Amal Clooney, the international human rights lawyer, also launched an annual scholarship for Lebanese female students under the organization’s banner on December 17.
Anna Karamardian’s story is another tragic tale. Karamardian, 81, a grandmother, was born in Kessab, Syria. Her parents walked nearly 200 kilometers to Jisr Al Shughur, a city in northwestern Syria, to find sanctuary. Fleeing the conflict, the Karamardians lost both their sons. “The older son died of exhaustion and was simply left next to the bushes among other dead bodies,” she told Newsweek Middle East, speaking of her own brother.
“My mother was so tired and could no longer breastfeed her younger son so he died of starvation and was also left next to a bush. I still remember my mother would say that she always wanted to go back to them, to bury them properly. But what was the point, there were so many like them!”
Once they reached Jisr Al Shughur, her mother was so ill that her father had to beg for food from local residents.

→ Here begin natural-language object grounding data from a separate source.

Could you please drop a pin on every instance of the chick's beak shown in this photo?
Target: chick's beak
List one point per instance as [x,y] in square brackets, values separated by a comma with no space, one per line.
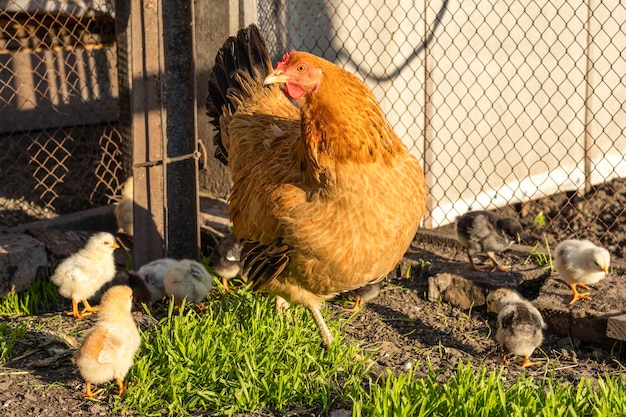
[275,77]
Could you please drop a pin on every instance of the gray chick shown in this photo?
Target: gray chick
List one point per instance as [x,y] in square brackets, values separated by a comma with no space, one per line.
[226,260]
[486,232]
[520,325]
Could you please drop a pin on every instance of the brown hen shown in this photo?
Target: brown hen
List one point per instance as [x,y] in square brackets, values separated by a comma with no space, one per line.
[325,197]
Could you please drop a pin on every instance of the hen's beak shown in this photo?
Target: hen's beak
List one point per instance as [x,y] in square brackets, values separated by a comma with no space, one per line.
[275,77]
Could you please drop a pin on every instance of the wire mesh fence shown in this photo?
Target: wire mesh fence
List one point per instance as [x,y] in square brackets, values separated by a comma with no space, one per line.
[511,105]
[60,150]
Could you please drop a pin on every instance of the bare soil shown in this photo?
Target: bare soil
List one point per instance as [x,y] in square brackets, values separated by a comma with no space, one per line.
[408,330]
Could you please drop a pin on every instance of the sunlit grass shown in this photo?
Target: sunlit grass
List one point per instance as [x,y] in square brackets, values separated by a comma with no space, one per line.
[40,296]
[474,391]
[238,356]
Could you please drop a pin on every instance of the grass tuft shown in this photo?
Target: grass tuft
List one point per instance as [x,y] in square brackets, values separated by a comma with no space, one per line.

“One day, an Arab lady came by and asked my father to pray for her sick son,” Karamardian said, adding that the lady came back later with food. Out of nine siblings, Karamardian’s father was the only survivor. According to her, they had built five small houses where they lived in Kessab, of which only one remained standing.
Later, her father learned that his niece was registered in an orphanage in Aleppo. “He was overwhelmed and went to see if it were true. When he asked to see the little Karamardian girl, to his surprise he was told that there were two Karamardians,” she said.

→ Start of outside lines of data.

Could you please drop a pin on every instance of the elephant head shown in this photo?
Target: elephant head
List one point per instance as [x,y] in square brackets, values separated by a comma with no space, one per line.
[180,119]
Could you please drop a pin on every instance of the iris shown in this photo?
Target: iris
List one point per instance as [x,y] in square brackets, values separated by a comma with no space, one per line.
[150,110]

Overwhelmed by mixed emotions, Karamardian smiled as she told Newsweek Middle East that it turned out that the girl’s brother was also registered there, “but the boys’ and girls’ sections did not coordinate, hence no one knew the other was alive.”
Needless to say, her father took them both in and raised them as his own.

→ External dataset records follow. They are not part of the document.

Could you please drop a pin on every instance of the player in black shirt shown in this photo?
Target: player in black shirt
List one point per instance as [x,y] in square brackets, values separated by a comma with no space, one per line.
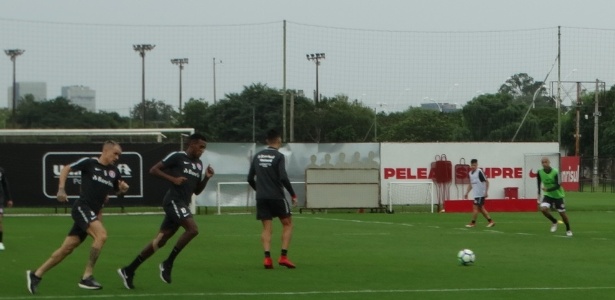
[5,197]
[269,168]
[99,176]
[184,170]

On the other side of the Atlantic, Armenians share similar memories of past suffering. Armen Orujyan moved to the United States nearly three decades ago from Armenia. Orujyan’s grandfather was born at the turn of the past century, in Hadjin, Ottoman Turkey and was the only person, from his family of eight, to survive the 1915 events. “In search of safety, he had journeyed throughout the Middle East until finally settling in Lebanon where he had served as a colonel in the French Army until he had moved his family to Soviet Armenia in 1946,” Orujyan said.
“Try thinking about that for a second. A huge web of people is missing from my life. These could have been my uncles, aunts, cousins,” he went on.
According to Orujyan, the Armenian diaspora in the U.S. is very strong, as it has become what he calls a “natural part of the American fabric.” To the question whether Armenians are giving back enough to nations which once helped them, he replied: “We should extend our hands not only because they were there for us 100 years ago, but also because that’s the most humane and logical thing to do and we should not be afraid of migrants. This wonderful nation was built on that premise and on that promise.”
The stories shared by these people have one thing in common: their Armenian ancestors were saved by ordinary people, who extended a helping hand, unwilling to remain indifferent.